Lesenswert: Walter Mossmanns bewegte Autobiografie

Vor ein paar Wochen war ich – dienst­lich – im Archiv sozia­le Bewe­gun­gen in Frei­burg, immer­hin wird das jnzwi­schen auch aus Lan­des­mit­teln geför­dert. Zum Abschied hat uns Volk­mar Vogt, der Archi­var, ein Buch in die Hand gedrückt. Inzwi­schen hab ich’s gele­sen und bin beeindruckt.

Kon­kret: die 2009 erschie­ne­ne Auto­bio­gra­fie von Wal­ter Moss­mann. Natür­lich war mir Moss­mann ein Begriff, Bewe­gungs­pro­mi, habe ihn auf der einen oder ande­ren Demons­tra­ti­on oder Kund­ge­bung im Dreyeck­land sin­gen oder reden gehört. 2015 verstorben.

In rea­lis­tisch sein: das unmög­li­che ver­lan­gen, Unter­ti­tel Wahr­heits­ge­treu gefälsch­te Erin­ne­run­gen, plau­dert Moss­mann über die 1960er, 1970er, 1980er.
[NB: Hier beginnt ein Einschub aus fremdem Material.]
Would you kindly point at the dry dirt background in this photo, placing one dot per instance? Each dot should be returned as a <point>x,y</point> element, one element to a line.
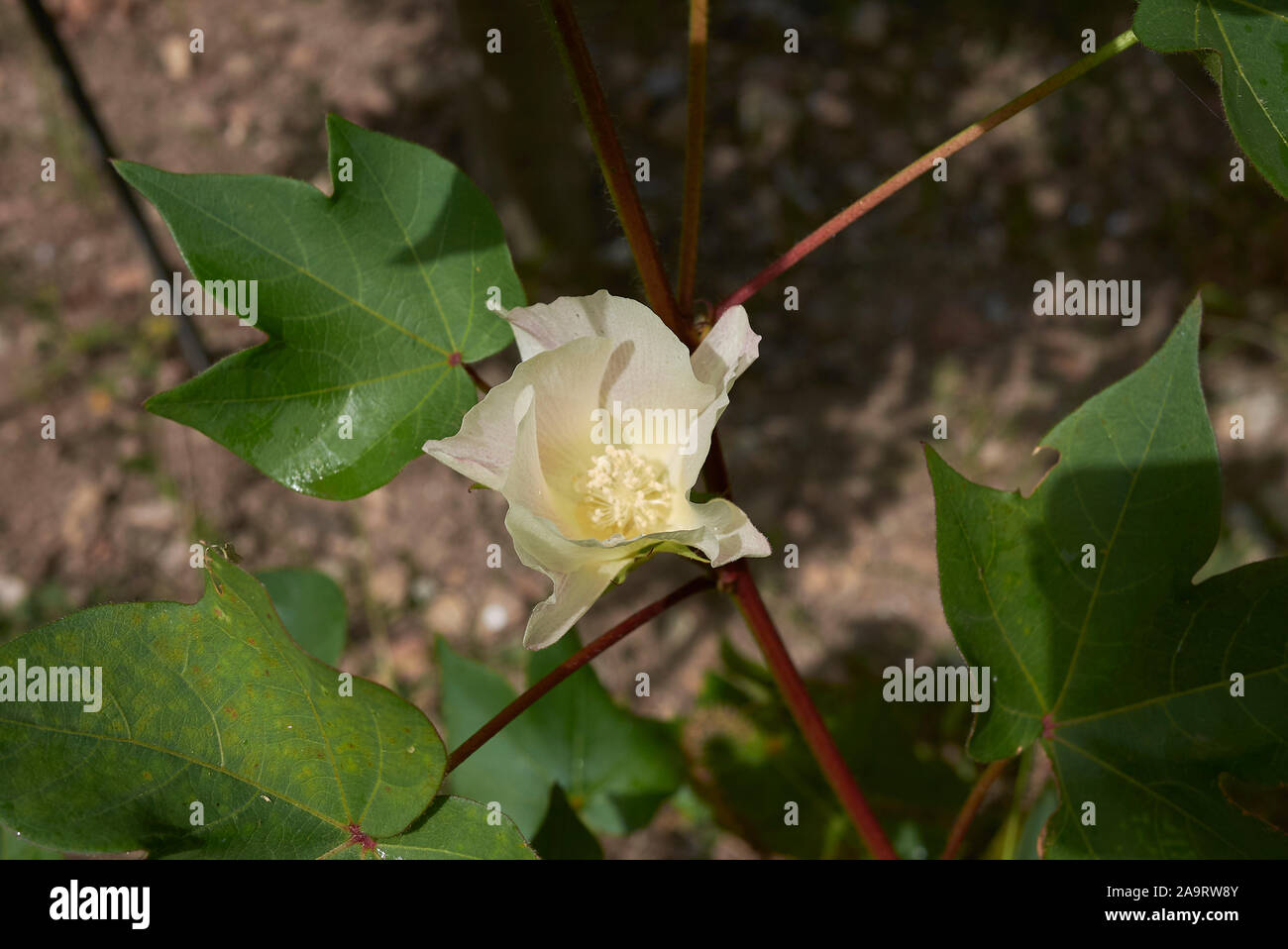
<point>922,308</point>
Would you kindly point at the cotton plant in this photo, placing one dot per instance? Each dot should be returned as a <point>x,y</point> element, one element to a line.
<point>585,506</point>
<point>227,728</point>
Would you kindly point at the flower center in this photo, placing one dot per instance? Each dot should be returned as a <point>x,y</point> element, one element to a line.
<point>622,493</point>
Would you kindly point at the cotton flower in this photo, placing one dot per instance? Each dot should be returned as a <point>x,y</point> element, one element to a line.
<point>596,441</point>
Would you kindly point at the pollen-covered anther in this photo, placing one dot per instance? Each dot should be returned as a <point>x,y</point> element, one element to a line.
<point>623,493</point>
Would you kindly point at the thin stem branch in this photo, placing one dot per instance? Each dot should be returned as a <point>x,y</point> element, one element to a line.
<point>694,142</point>
<point>189,340</point>
<point>612,163</point>
<point>737,579</point>
<point>973,801</point>
<point>571,665</point>
<point>921,165</point>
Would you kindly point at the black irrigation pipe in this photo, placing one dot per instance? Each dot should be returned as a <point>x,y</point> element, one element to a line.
<point>189,342</point>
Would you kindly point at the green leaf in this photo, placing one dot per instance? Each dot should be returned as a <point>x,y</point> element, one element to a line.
<point>310,606</point>
<point>368,296</point>
<point>16,847</point>
<point>758,761</point>
<point>1250,67</point>
<point>452,828</point>
<point>207,703</point>
<point>616,768</point>
<point>562,834</point>
<point>1124,670</point>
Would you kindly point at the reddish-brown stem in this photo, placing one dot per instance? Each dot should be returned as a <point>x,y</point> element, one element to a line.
<point>571,665</point>
<point>921,165</point>
<point>697,106</point>
<point>621,187</point>
<point>737,579</point>
<point>478,380</point>
<point>612,162</point>
<point>973,801</point>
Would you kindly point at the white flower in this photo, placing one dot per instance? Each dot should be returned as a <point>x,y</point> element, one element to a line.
<point>595,442</point>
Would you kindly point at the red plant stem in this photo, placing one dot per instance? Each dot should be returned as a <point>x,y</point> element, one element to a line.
<point>621,185</point>
<point>921,165</point>
<point>691,215</point>
<point>571,665</point>
<point>737,579</point>
<point>612,162</point>
<point>973,801</point>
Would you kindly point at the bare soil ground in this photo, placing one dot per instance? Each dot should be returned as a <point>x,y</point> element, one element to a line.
<point>922,308</point>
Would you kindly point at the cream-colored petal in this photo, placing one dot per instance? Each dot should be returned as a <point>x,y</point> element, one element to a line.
<point>580,572</point>
<point>728,351</point>
<point>565,389</point>
<point>721,531</point>
<point>544,326</point>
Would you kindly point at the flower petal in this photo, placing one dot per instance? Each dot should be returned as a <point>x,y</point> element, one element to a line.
<point>728,349</point>
<point>722,532</point>
<point>563,387</point>
<point>580,572</point>
<point>542,326</point>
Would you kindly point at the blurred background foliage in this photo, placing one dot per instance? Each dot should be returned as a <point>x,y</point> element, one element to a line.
<point>922,308</point>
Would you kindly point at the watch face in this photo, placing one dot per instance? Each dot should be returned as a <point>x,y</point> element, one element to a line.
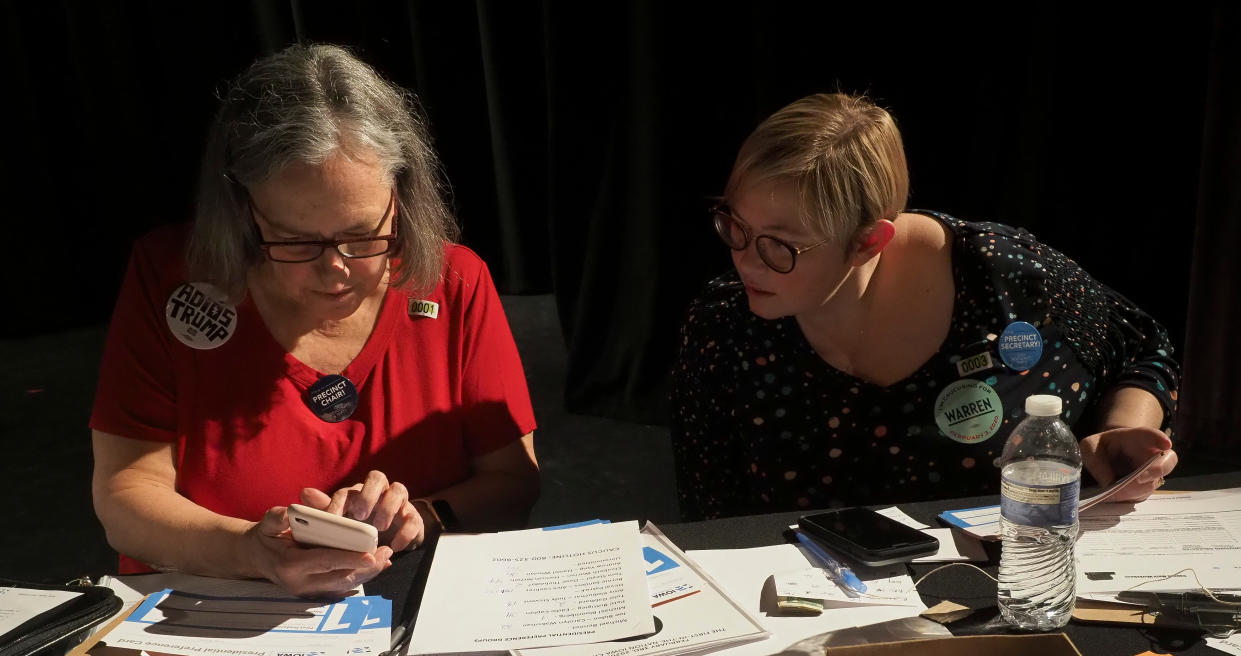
<point>446,515</point>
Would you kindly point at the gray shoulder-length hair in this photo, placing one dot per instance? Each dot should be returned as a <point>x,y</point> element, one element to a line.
<point>303,104</point>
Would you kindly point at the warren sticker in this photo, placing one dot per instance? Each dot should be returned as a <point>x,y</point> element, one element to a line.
<point>423,308</point>
<point>968,411</point>
<point>199,316</point>
<point>331,398</point>
<point>1020,346</point>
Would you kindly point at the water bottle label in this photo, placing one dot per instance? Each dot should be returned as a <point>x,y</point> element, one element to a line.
<point>1039,505</point>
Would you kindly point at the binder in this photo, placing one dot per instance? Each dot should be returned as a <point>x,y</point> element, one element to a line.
<point>62,624</point>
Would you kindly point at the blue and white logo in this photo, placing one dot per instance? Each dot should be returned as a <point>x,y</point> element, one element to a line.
<point>657,561</point>
<point>1020,346</point>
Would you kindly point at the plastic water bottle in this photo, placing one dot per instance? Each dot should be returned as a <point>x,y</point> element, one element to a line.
<point>1040,481</point>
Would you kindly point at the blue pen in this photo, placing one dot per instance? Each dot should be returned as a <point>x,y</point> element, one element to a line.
<point>843,576</point>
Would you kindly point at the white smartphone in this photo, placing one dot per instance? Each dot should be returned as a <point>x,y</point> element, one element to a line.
<point>318,528</point>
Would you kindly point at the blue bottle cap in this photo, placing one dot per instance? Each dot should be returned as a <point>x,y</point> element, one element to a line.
<point>331,398</point>
<point>1020,346</point>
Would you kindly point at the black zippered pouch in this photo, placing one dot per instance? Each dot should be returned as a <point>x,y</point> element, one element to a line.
<point>62,625</point>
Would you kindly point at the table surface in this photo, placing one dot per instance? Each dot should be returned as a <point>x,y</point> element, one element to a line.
<point>402,582</point>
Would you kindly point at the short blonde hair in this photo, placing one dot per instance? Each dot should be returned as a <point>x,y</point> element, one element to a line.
<point>303,104</point>
<point>843,154</point>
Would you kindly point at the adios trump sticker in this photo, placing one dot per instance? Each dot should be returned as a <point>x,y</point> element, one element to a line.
<point>1020,346</point>
<point>199,316</point>
<point>968,411</point>
<point>331,398</point>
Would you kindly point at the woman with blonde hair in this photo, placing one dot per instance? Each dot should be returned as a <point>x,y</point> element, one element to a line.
<point>861,352</point>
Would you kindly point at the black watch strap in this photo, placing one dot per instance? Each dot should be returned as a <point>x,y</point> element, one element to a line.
<point>447,517</point>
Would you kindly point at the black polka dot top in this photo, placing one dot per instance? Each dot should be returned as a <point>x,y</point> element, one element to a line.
<point>761,423</point>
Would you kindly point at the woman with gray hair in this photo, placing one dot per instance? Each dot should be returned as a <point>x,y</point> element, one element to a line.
<point>314,337</point>
<point>863,354</point>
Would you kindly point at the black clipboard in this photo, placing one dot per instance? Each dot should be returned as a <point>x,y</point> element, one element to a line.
<point>60,625</point>
<point>403,583</point>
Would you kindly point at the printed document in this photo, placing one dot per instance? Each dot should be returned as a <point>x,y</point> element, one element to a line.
<point>1139,546</point>
<point>528,589</point>
<point>171,621</point>
<point>691,611</point>
<point>21,604</point>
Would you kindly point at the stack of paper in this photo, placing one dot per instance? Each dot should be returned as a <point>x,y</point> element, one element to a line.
<point>598,589</point>
<point>1178,541</point>
<point>171,621</point>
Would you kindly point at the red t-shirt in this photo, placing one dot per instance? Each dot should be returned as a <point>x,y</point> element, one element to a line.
<point>432,392</point>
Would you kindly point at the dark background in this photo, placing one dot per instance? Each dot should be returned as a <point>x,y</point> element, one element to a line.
<point>582,140</point>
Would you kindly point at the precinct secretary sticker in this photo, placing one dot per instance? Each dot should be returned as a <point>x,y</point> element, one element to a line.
<point>199,316</point>
<point>1020,346</point>
<point>968,411</point>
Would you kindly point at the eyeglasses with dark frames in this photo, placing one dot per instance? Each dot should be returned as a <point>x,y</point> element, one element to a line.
<point>776,253</point>
<point>350,248</point>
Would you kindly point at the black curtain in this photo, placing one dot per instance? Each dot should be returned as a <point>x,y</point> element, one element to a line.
<point>583,139</point>
<point>1211,394</point>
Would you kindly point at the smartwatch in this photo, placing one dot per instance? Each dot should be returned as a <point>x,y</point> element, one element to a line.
<point>441,514</point>
<point>444,514</point>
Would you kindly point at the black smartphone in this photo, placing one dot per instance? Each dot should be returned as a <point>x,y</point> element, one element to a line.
<point>868,537</point>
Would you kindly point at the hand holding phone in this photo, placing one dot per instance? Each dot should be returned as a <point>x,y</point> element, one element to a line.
<point>868,537</point>
<point>318,528</point>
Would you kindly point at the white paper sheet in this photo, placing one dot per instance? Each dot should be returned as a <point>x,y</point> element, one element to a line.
<point>534,589</point>
<point>954,546</point>
<point>188,624</point>
<point>691,611</point>
<point>21,604</point>
<point>1227,645</point>
<point>1133,545</point>
<point>894,512</point>
<point>743,572</point>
Er erzählt, und gleich­zei­tig ist das eine sehr leben­di­ge Geschichts­stun­de. Über das soge­nann­te Nach­kriegs­deutsch­land. Musik, natür­lich. Das stu­den­tisch-inter­na­tio­na­lis­ti­sche Milieu Frei­burgs. Noch mehr Musik. Das „Tol­le Jahr“ 1968. Die Geburt der badisch-elsäs­si­schen Bür­ger­initia­ti­ven aus dem Geist des Wider­stands (Geburts­hel­fer W.M.) gegen AKW und Che­mie­in­dus­trie, gegen den tech­no­kra­ti­schen Plan zur Indus­tria­li­sie­rung des Rhein­tals. Als, wie es so schön heißt, multi­tu­de. Ein biss­chen geht’s in Moss­manns Lebens­ge­schich­te auch um Polit­sek­ten und um die RAF, aber die steht am Rand. Und Rudi Dutsch­ke träumt von der neu­en USPD, die er anfüh­ren könn­te, Petra Kel­ly nervt, wäh­rend die BIs zur ganz kon­kre­ten Tat schrei­ten, mit Flug­blatt­lie­dern und Erwar­tungs­bruch – erfolgreich.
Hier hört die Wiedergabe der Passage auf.